To the basic question:

It seems that the area ratio can be arbitrarily close to zero.

Consider a hexahedron that has eight vertices at $(\pm L, 0, \pm 1)$ and $(\pm 2L, h, \pm w)$, with the parameters suitably chosen. For a concrete example take $(L,h,w) = (250,0.0001,0.01)$. The idea is that this shape is very elongated in $x$ direction, extremely thin in $y$ direction, and moderately wide in $z$ direction.

This shape is difficult to visualize due to its thinness, but as noted in the comments, it is like a flattened axe head. The following figure has nonuniform scaling in the $x$, $y$ and $z$ axes.

Axehead shape, nonuniform scaling

The maximum-area cut, shown red in the figure, is along the face that lies on the $y=0$ plane ("butt" of the axe): this is a rectangle of dimensions $2L \times 2$, with area $4L = 1000$, and perimeter $4L+4=1004$.

The maximum-perimeter cut, shown blue in the figure, is along the opposite face ("blade" of the axe), which lies at $y=h$: this is a narrow rectangle of dimensions $4L \times 2w$, with area $8Lw = 20$, and perimeter $8L+4w = 2000.04$.

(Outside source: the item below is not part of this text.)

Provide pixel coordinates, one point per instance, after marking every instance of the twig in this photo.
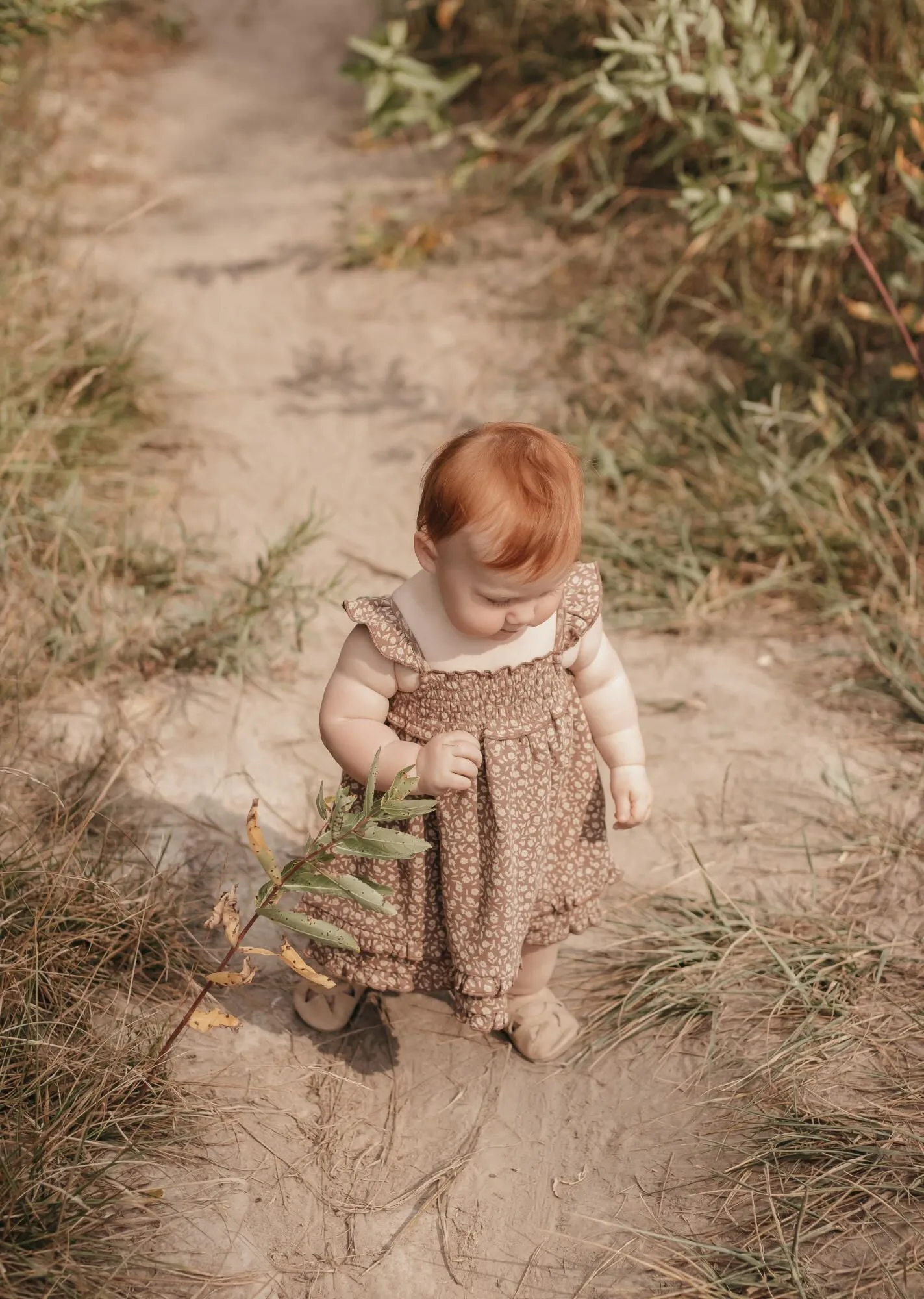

Note that with these parameters, the top and bottom trapezoidal faces ("cheeks" of the axe) have perimeter $\approx 2000.00392$, slightly smaller than the blade.

So with these parameters the area ratio is $\frac{8Lw}{4L} = 2w = 1/50$.

It seems (although I haven't done that formally) that one can tune the three parameters carefully to make the area ratio arbitrarily small. When making $w$ smaller, one should simultaneously make $h$ smaller and $L$ bigger (roughly, $L > 1/w$ to keep the trapezoidal perimeter smaller than the blade perimeter).

To the last question:

(Area and perimeter maximized by one section, but width by another)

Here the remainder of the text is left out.